Harvest some of the bass IF you want a trophy bass pond, or if you want to catch some good bass and possibly some decent bluegill. However, if you want trophy bluegill, harvesting any significant number of bass will make the situation worse rather than better as the bluegill will overpopulate, and probably pretty quickly. Rule number one of growing large bluegill is to ALLOW the predators, in this case and usually in ponds LMB, to overpopulate, so that the bluegill cannot overpopulate; the bluegill that live have all the food that they can eat, and grow very quickly and will reach sizes several times that of a pond with any other population dynamic, including a balanced one. This is widely accepted in the field of pond management, and is espoused by everyone from the founder of this site to just about any state game and fish agency that offers specific advice on growing trophy bluegill. Here again, if trophy bass are your goal, by all means you need to harvest smaller bass and several of them, because you want fewer bass; the bass that are left in the pond will have all the small bluegill their hearts could ever desire, with none of the bluegill exceeding the size they can swallow.

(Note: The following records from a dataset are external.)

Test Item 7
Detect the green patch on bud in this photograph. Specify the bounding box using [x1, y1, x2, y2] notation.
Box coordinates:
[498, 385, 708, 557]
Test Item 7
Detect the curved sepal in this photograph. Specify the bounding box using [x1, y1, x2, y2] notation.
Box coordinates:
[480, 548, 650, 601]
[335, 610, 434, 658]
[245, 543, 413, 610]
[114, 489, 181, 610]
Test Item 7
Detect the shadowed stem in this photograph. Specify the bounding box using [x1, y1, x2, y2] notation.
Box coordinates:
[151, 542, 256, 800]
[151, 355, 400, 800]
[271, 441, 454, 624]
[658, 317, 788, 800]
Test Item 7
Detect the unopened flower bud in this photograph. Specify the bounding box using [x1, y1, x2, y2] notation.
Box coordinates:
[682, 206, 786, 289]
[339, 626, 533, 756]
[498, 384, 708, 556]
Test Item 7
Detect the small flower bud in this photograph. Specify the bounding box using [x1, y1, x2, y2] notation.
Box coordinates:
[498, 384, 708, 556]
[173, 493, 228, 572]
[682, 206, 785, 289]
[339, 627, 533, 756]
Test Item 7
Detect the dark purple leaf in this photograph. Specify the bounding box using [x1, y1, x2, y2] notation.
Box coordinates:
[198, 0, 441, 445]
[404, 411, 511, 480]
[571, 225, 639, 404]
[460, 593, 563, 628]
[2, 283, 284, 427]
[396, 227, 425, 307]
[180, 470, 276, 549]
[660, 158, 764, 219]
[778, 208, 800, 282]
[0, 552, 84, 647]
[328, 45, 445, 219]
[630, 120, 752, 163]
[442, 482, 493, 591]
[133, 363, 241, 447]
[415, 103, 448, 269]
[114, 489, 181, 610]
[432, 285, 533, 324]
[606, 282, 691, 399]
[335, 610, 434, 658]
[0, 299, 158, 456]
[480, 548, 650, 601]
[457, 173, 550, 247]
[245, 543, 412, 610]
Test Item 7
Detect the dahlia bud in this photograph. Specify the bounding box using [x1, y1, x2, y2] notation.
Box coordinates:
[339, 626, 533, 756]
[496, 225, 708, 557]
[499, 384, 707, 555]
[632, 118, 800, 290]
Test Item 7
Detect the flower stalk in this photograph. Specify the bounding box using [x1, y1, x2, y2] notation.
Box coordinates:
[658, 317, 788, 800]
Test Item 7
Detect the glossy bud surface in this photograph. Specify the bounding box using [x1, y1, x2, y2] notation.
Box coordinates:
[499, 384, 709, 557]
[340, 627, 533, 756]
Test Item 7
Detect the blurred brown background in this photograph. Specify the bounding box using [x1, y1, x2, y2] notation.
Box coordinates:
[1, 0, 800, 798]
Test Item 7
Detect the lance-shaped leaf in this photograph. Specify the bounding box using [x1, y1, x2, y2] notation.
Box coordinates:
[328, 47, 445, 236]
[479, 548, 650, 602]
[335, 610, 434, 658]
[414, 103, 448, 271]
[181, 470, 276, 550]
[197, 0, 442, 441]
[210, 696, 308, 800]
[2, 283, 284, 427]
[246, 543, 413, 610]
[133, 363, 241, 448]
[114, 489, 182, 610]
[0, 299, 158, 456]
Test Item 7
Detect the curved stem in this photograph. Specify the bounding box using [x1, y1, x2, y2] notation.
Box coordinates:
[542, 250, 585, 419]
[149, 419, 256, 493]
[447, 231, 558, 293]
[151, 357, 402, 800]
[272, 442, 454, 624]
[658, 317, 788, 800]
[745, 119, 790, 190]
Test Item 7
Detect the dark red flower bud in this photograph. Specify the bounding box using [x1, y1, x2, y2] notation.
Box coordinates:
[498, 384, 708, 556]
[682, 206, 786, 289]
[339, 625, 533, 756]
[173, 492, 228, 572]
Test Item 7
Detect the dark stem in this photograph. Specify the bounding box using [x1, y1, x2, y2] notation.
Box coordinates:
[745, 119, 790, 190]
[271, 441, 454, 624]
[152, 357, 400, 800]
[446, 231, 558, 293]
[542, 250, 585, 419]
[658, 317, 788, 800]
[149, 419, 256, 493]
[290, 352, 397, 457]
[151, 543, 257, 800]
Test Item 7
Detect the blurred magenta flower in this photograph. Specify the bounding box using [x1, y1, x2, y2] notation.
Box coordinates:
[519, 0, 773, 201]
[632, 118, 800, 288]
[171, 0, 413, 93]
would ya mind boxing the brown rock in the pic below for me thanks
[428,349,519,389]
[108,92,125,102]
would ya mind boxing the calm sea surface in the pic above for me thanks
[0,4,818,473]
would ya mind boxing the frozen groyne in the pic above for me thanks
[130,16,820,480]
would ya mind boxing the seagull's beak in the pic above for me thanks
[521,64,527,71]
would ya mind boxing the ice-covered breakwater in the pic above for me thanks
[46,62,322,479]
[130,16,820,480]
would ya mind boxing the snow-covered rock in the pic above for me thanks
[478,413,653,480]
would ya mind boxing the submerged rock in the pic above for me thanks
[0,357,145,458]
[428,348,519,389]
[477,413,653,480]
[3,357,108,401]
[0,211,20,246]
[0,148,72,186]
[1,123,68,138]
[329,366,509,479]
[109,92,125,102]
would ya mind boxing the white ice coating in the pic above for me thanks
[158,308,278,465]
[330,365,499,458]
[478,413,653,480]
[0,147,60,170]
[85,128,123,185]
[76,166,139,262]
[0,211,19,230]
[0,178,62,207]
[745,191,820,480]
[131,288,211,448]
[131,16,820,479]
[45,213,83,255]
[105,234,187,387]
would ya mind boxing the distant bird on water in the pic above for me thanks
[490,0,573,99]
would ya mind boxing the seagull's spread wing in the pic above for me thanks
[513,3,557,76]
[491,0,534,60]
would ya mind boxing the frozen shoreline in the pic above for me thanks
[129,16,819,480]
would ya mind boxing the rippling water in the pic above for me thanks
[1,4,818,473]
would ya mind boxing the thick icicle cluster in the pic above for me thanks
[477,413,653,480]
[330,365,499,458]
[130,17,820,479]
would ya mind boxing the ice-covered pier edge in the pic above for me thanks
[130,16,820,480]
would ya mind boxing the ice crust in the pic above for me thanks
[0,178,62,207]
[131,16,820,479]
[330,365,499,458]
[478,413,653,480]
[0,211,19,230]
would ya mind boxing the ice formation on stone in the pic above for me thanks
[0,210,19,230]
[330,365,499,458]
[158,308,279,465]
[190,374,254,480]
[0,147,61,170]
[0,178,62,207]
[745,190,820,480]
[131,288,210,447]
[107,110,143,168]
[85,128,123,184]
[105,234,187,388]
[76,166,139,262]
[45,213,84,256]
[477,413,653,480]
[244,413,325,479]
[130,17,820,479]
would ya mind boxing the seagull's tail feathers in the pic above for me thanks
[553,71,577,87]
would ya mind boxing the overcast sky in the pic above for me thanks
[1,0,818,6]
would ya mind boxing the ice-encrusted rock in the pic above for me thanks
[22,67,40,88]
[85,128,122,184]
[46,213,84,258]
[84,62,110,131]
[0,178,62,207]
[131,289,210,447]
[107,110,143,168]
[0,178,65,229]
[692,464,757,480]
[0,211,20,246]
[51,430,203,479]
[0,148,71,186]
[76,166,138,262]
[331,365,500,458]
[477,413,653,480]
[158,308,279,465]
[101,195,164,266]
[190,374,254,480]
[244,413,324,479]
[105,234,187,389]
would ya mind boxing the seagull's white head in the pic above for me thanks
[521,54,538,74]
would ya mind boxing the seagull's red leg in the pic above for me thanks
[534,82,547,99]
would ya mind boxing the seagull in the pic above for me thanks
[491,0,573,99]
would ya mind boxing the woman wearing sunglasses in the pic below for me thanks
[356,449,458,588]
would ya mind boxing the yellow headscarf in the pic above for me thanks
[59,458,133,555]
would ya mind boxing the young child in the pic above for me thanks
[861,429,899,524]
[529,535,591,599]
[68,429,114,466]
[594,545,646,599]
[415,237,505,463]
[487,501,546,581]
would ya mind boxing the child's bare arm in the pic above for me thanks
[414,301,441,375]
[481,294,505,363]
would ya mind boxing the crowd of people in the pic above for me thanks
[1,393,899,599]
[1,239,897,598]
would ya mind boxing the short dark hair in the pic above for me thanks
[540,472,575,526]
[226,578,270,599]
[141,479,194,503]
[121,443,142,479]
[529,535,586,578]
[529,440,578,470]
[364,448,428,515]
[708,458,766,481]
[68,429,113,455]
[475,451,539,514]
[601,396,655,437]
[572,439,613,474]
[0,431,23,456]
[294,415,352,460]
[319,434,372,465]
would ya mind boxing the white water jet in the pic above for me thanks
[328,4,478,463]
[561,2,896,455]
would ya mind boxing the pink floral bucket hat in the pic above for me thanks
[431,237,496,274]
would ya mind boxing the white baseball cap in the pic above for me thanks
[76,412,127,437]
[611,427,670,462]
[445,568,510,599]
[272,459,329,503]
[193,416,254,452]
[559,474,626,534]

If, on the other hand, bluegill are your first priority, you may need to apply alum. If by murky you mean tending towards muddy, muddy water doesn't have much plankton, which is the base of the food chain in a pond, and a primary food source for bluegill. If your water is muddy, your bluegill could be small simply because that's all they've grown in two years due to not much to eat. If you get your water cleared up, AND maintain the bass-heavy status so the bluegill don't explode in population like Ewest cautions against which could easily happen if the bass are thinned, then clearing the water and then fertilizing will give you a food chain about ten times more productive for the bluegill than what you have right now. Assuming you truly are bass-crowded, which is key to this equation, the bluegill will start growing much, much faster. If you then feed on top of this, they'll double or triple in size within a year.

They will grow much faster if you feed, even without fertilization. But it sounds to me like right now they're small simply because you have a bad food chain for them, i.e. not much plankton.

Can you take some photos of your water?